We have been taking consistent steps to ensure, first of all, their repatriation, where possible, and where that is not possible, their placement elsewhere. The House will be aware that already over two million of these unfortunate people have been repatriated from Germany alone. In the last quarter of last year, they were repatriated from Germany at the rate of 3,600 a week. Unfortunately, on account of the present weather conditions, we have had to suspend the operation, but we are exploring very closely and urgently the question of placing in other places those people who are unwilling or unable to be repatriated.

Mr. Frank Byers

Has there been a proper classification of these displaced persons to see for what jobs they are properly fitted?

Mr.
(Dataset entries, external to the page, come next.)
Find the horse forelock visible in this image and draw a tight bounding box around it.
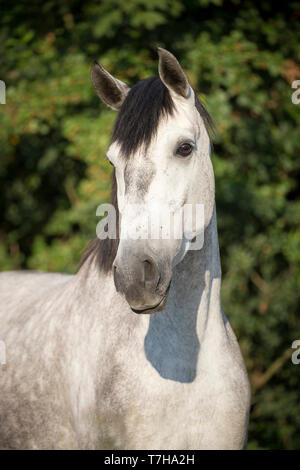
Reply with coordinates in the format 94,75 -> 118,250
79,77 -> 215,273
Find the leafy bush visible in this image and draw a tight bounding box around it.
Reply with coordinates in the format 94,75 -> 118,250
0,0 -> 300,449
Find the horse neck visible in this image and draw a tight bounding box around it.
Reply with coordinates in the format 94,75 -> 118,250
145,210 -> 226,382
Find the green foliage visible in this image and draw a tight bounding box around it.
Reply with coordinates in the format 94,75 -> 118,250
0,0 -> 300,449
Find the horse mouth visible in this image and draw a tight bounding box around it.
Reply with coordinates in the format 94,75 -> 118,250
130,283 -> 171,315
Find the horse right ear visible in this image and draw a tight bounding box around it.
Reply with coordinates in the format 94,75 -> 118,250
91,61 -> 130,111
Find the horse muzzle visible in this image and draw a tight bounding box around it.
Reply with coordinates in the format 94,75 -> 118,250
114,252 -> 172,314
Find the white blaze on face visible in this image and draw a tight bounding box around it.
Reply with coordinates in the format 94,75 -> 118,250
107,86 -> 214,264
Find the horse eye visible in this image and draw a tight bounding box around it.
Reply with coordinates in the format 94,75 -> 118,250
176,143 -> 193,157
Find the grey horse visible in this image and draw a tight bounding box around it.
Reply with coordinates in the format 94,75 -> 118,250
0,48 -> 250,449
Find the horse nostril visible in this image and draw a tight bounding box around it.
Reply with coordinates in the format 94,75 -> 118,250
143,259 -> 157,286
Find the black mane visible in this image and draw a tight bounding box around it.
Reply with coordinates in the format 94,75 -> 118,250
79,77 -> 214,273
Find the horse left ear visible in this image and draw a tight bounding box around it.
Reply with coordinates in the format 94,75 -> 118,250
91,61 -> 130,111
158,47 -> 190,98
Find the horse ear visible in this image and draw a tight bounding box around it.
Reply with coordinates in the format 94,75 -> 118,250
158,47 -> 190,98
91,61 -> 130,111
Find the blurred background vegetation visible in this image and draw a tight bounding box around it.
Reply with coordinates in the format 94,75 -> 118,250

Hynd

Yes, Sir. The question of the trade and professional qualifications of these people is being examined at the present time with a view to assisting and expediting attempts being made to have them settled in other countries.

Mr. Sydney Silverman

With regard to those displaced persons who are non-repatriable, is it not the case that the International Refugee Organisation made inquiries of all countries in the world for places of refuge for them, with very disappointing results?

Mr. Hynd

It is certainly true that the results so far are disappointing, but some results are beginning to show, and we already have resettlement missions in Germany examining the possibilities of moving large numbers of these people.